One of the definite perks of being on the SmartBrief on Social Media's Advisory Board is that we get sneak peeks at some of their offerings.
When I got an e-mail today with a copy of their about to be released research report called The State of Social Media for Business 2010… I dove in to see nuggets I could find. (You can download the a summary report for yourself by clicking here. You can purchase the full report here.)
The chart below illustrates one of the more telling bits of data.
Of the 6,000+ executives surveyed, only 14.2% of businesses find their social-media strategies to be “very effective” – and only 7.3% consider them “very revenue generating.”
But, I suspect that as they pondered that specific question, most of them thought to themselves — "what social media strategy?"
Somehow, and perhaps it is the low to no cost of entry, organizations of all sizes have blundered into social media without any idea of why they're there, what they want to accomplish or how they're going to know if it's working.
If I said to most business owners or marketing directors — I'll give you $10,000 worth of advertising time on television and we'll produce the TV spot for free — they would not grab the camera, shoot anything they pleased and then just run the spot whenever they felt like it.

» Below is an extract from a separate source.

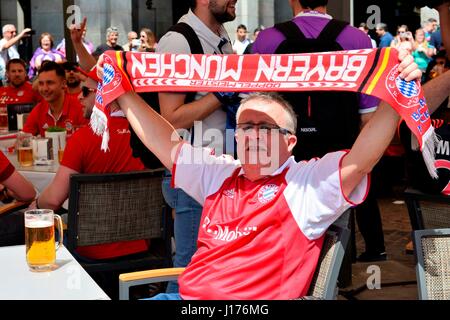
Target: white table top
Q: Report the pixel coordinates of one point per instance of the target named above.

And yet businesses big and small launch a Facebook page or Twitter account just to say they have one, post random (or worse, self promotional) content on an infrequent basis and then wonder why it's not generating any traffic.
Add to that, I'm betting if you asked those respondents who say "very effective" how they defined effective, many would admit that effective = doing something. That's not effective, that's just showing up!
I know social media is in its infancy. I know everyone is still trying to figure it out. But… the idea of having a strategy isn't new. The idea of maximizing your investment (both time and money) by integrating your efforts isn't new. The idea of looking before you leap isn't new.
If you cannot articulate your marketing strategy and then point out your social media strategy within that bigger picture… then you'll never be able to check the very effective or the very revenue generating box.